Could it be possible that we all are doing the same (following a routine AND demand feeding)? even when some used the advice of the health visitors and others of GF?

I wouldn't be passionately dogmatic about GF either, actually I wouldn't be dogmatic for any of the main issues of parenthood, babies and their mother are all different, there's no single thing that suits us perfectly as a whole.

Nickyfen · 31/08/2005 12:28

You hit the nail on the head wigwambam - it's whatever makes our babies happy and keeps mummy sane!!!
As long as you are happy with your choice - nothing else really matters

mumtosomeone · 31/08/2005 12:31

this will go on for ever...but I think all agree that you do what suits you!
If advice is asked for then dont be offended if its not what you want to hear.
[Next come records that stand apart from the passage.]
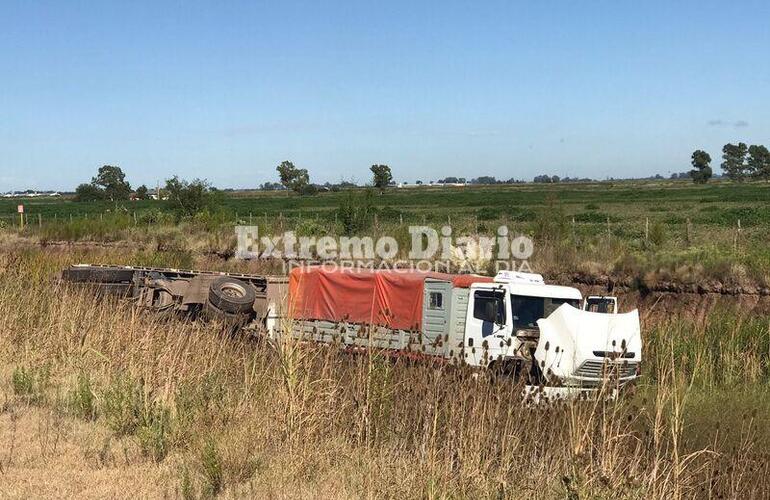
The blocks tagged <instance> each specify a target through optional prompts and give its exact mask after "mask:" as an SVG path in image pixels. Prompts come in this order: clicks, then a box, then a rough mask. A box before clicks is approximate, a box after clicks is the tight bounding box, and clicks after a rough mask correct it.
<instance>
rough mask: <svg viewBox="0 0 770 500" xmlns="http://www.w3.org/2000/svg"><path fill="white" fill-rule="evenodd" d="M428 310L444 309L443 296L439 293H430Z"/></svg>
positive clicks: (436, 292) (428, 305) (443, 298)
mask: <svg viewBox="0 0 770 500" xmlns="http://www.w3.org/2000/svg"><path fill="white" fill-rule="evenodd" d="M428 308H429V309H444V294H443V293H441V292H430V296H429V302H428Z"/></svg>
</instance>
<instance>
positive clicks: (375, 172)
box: [369, 165, 393, 191]
mask: <svg viewBox="0 0 770 500" xmlns="http://www.w3.org/2000/svg"><path fill="white" fill-rule="evenodd" d="M369 170H371V171H372V175H373V179H372V184H374V185H375V186H376V187H377V188H378V189H379V190H380V191H383V190H384V189H385V188H386V187H388V184H390V183H391V182H393V174H392V173H391V171H390V167H389V166H387V165H372V166H371V167H370V168H369Z"/></svg>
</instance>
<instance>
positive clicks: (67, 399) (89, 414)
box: [67, 372, 96, 420]
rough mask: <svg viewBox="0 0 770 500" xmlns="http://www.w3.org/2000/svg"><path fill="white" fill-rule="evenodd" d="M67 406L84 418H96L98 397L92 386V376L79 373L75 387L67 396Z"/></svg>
mask: <svg viewBox="0 0 770 500" xmlns="http://www.w3.org/2000/svg"><path fill="white" fill-rule="evenodd" d="M67 406H68V408H69V410H70V412H71V413H72V414H73V415H75V416H77V417H79V418H82V419H84V420H94V419H95V418H96V397H95V395H94V392H93V390H92V388H91V378H90V377H89V376H88V374H86V373H82V372H81V373H80V374H78V378H77V381H76V383H75V387H73V388H72V389H71V390H70V392H69V394H68V398H67Z"/></svg>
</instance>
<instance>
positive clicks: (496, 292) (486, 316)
mask: <svg viewBox="0 0 770 500" xmlns="http://www.w3.org/2000/svg"><path fill="white" fill-rule="evenodd" d="M473 317H474V318H476V319H480V320H481V321H489V322H490V323H495V324H500V325H501V324H505V295H503V294H502V293H500V292H494V291H491V290H477V291H476V292H475V293H474V294H473Z"/></svg>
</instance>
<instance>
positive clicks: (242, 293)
mask: <svg viewBox="0 0 770 500" xmlns="http://www.w3.org/2000/svg"><path fill="white" fill-rule="evenodd" d="M256 299H257V291H256V290H255V289H254V287H253V286H251V285H250V284H248V283H246V282H245V281H241V280H239V279H236V278H229V277H227V276H222V277H221V278H217V279H215V280H214V281H213V282H212V283H211V285H210V286H209V303H210V305H212V306H214V308H216V309H218V310H220V311H222V312H224V313H229V314H244V313H246V314H251V313H253V312H254V301H255V300H256Z"/></svg>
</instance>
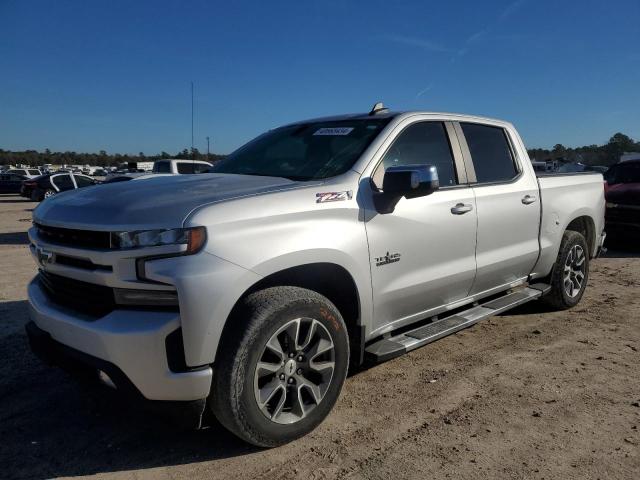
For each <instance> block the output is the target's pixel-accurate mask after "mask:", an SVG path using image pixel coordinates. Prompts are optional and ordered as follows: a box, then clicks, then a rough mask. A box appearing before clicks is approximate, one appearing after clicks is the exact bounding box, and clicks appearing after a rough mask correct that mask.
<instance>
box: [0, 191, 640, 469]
mask: <svg viewBox="0 0 640 480" xmlns="http://www.w3.org/2000/svg"><path fill="white" fill-rule="evenodd" d="M34 207H35V204H34V203H32V202H27V201H23V200H22V199H20V198H19V197H17V196H6V195H4V196H1V195H0V359H1V361H0V477H1V478H37V479H40V478H50V477H80V476H95V477H98V478H136V479H146V478H153V479H156V478H158V479H163V478H172V479H182V478H190V479H191V478H206V479H232V478H252V479H260V478H265V479H266V478H269V479H279V478H286V479H342V478H367V479H369V478H372V479H378V478H379V479H384V478H416V479H423V478H452V479H459V478H488V479H491V478H526V479H529V478H535V479H542V478H544V479H551V478H556V479H587V478H589V479H590V478H593V479H595V478H601V479H605V478H611V479H634V478H635V479H637V478H640V447H639V445H640V434H639V433H638V425H639V424H640V403H639V402H640V357H639V353H638V350H639V349H640V248H638V247H635V251H633V248H632V249H631V250H617V251H613V250H611V251H610V252H609V253H608V255H607V256H606V258H602V259H599V260H597V261H595V262H593V264H592V266H591V278H590V279H589V287H588V289H587V292H586V295H585V297H584V299H583V300H582V302H581V303H580V305H578V306H577V307H576V308H574V309H573V310H570V311H567V312H561V313H553V312H545V311H544V308H543V307H542V305H541V304H539V303H531V304H528V305H525V306H524V307H521V308H520V309H518V310H514V311H512V312H509V314H508V315H501V316H498V317H494V318H493V319H491V320H489V321H485V322H484V323H480V324H478V325H476V326H475V327H473V328H471V329H469V330H466V331H464V332H461V333H458V334H456V335H453V336H450V337H448V338H445V339H443V340H441V341H439V342H436V343H434V344H432V345H430V346H427V347H424V348H422V349H419V350H416V351H414V352H412V353H410V354H408V355H405V356H403V357H400V358H398V359H395V360H392V361H390V362H387V363H385V364H382V365H378V366H376V367H373V368H370V369H368V370H365V371H362V372H360V373H358V374H356V375H352V376H351V377H350V378H348V379H347V382H346V384H345V388H344V391H343V393H342V395H341V398H340V400H339V401H338V404H337V406H336V408H335V410H334V411H333V413H332V414H331V415H330V416H329V418H328V419H327V420H326V421H325V422H324V423H323V424H322V425H321V426H320V427H319V428H318V429H317V430H315V431H314V432H313V433H311V434H310V435H309V436H307V437H306V438H304V439H302V440H299V441H297V442H295V443H292V444H290V445H286V446H284V447H280V448H276V449H273V450H260V449H256V448H253V447H250V446H248V445H246V444H243V443H242V442H240V441H239V440H236V439H235V438H234V437H233V436H231V435H230V434H228V433H227V432H225V431H224V430H223V429H222V428H221V427H219V426H214V427H212V428H209V429H207V430H202V431H197V432H191V431H182V430H177V429H175V428H174V427H173V426H171V425H169V424H166V423H165V422H164V421H163V420H161V419H159V418H157V417H154V416H152V415H150V414H144V413H143V414H141V413H139V412H137V411H134V410H131V409H129V408H128V407H127V405H126V404H124V403H122V402H114V401H113V400H112V398H111V396H105V395H104V394H103V393H102V390H96V391H94V390H87V389H86V388H84V387H80V386H79V385H78V384H76V383H75V382H74V381H73V380H72V379H71V378H70V377H68V376H67V375H66V374H65V373H63V372H62V371H59V370H57V369H52V368H48V367H45V366H43V365H41V364H40V362H39V361H38V360H37V359H36V358H35V357H34V356H33V355H32V354H31V353H30V352H29V350H28V348H27V344H26V339H25V335H24V333H23V325H24V323H25V322H26V321H27V302H26V301H25V299H26V293H25V287H26V284H27V282H28V281H29V279H30V278H31V276H32V275H33V274H34V273H35V270H36V269H35V266H34V264H33V262H32V260H31V258H30V256H29V254H28V250H27V246H26V243H27V237H26V234H25V231H26V230H27V228H28V227H29V225H30V221H31V210H32V209H33V208H34ZM638 243H640V242H638Z"/></svg>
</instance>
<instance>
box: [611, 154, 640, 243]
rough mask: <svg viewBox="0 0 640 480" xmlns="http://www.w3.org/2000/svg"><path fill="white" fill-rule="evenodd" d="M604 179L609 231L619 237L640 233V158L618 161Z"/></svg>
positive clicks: (639, 233) (634, 234)
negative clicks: (621, 162)
mask: <svg viewBox="0 0 640 480" xmlns="http://www.w3.org/2000/svg"><path fill="white" fill-rule="evenodd" d="M604 179H605V180H606V182H607V183H606V185H605V198H606V199H607V210H606V213H605V221H606V227H605V228H606V230H607V233H609V234H612V235H615V236H619V237H622V236H625V237H629V236H630V235H640V160H627V161H625V162H624V163H616V164H615V165H613V166H612V167H611V168H609V170H607V173H605V174H604Z"/></svg>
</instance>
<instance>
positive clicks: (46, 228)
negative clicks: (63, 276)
mask: <svg viewBox="0 0 640 480" xmlns="http://www.w3.org/2000/svg"><path fill="white" fill-rule="evenodd" d="M35 225H36V228H37V229H38V235H39V236H40V237H41V238H42V239H43V240H45V241H47V242H49V243H53V244H57V245H68V246H71V247H88V248H103V249H104V248H111V242H110V235H111V234H110V233H109V232H99V231H94V230H75V229H72V228H59V227H49V226H47V225H40V224H38V223H36V224H35Z"/></svg>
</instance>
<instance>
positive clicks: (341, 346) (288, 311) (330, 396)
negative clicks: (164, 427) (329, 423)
mask: <svg viewBox="0 0 640 480" xmlns="http://www.w3.org/2000/svg"><path fill="white" fill-rule="evenodd" d="M303 317H306V318H313V319H315V320H317V321H319V322H320V323H321V324H322V325H324V327H325V328H326V329H327V330H328V331H329V333H330V334H331V337H332V340H333V343H334V346H335V347H334V348H335V350H334V358H335V369H334V373H333V378H332V379H331V384H330V385H329V389H328V390H327V392H326V394H325V396H324V397H323V399H322V401H321V402H320V404H319V405H318V406H316V407H315V408H314V409H313V410H312V411H311V412H309V414H308V415H307V416H306V417H305V418H303V419H301V420H299V421H298V422H296V423H293V424H278V423H275V422H272V421H271V420H269V419H268V418H267V417H265V416H264V414H263V413H262V412H261V411H260V409H259V408H258V405H257V403H256V399H255V393H254V374H255V367H256V364H257V362H258V360H259V358H260V356H261V355H262V352H263V350H264V347H265V345H266V343H267V341H268V340H269V339H270V338H271V336H272V335H273V334H274V333H275V332H276V331H277V330H278V329H279V328H280V327H282V326H283V325H284V324H286V323H287V322H288V321H290V320H292V319H295V318H303ZM245 348H246V351H245V355H246V356H245V358H244V361H242V362H241V365H239V366H240V367H241V368H240V369H238V370H239V371H238V372H237V373H236V379H235V380H236V381H238V382H242V392H241V394H240V395H239V397H238V400H239V405H238V413H239V414H240V415H241V416H243V417H244V422H246V423H248V424H249V425H250V426H251V430H253V431H254V433H255V434H257V435H258V436H259V437H261V438H263V439H264V443H265V444H266V445H278V444H282V443H287V442H289V441H292V440H295V439H296V438H299V437H301V436H303V435H305V434H307V433H308V432H310V431H311V430H313V429H314V428H315V427H316V426H318V425H319V424H320V423H321V422H322V421H323V420H324V418H325V417H326V416H327V415H328V414H329V413H330V411H331V409H332V408H333V406H334V405H335V403H336V401H337V399H338V397H339V395H340V391H341V390H342V385H343V384H344V380H345V377H346V373H347V370H348V366H349V342H348V336H347V331H346V326H345V324H344V321H343V320H342V317H341V316H340V313H339V312H338V311H337V309H336V308H335V307H334V306H333V305H332V304H331V302H329V301H328V300H327V301H326V302H321V301H317V300H311V301H310V300H309V299H301V300H297V301H296V300H293V301H292V302H291V303H288V304H286V305H284V306H279V307H275V308H273V309H272V311H271V312H270V314H268V315H266V317H265V318H263V319H262V322H261V323H260V326H259V328H257V331H256V332H255V335H254V336H253V337H252V338H251V339H250V340H249V341H248V342H247V343H246V344H245Z"/></svg>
mumtosomeone · 31/08/2005 12:32

plus I think RachD was just trying to stir it. fwiw

bloss · 01/09/2005 04:14

Message withdrawn

hercules · 01/09/2005 15:54

I am an ap parent [attachment parenting] and wouldnt follow gf but I have suggested a few times on mumsnet for a mum to follow it if she is clearly someone who needs the routine and struggles with going with the flow.

Tiktok has often commented on gf's lack of understanding of bf and how many calls she gets from mums who are struggling with bf because of it.

There is nothing wrong with telling someone this.

I dont think people fit into either camp either.

hercules · 01/09/2005 16:01

Just read other thread. If you demand feed that does not mean you dont have a routine. It may not be GF's though.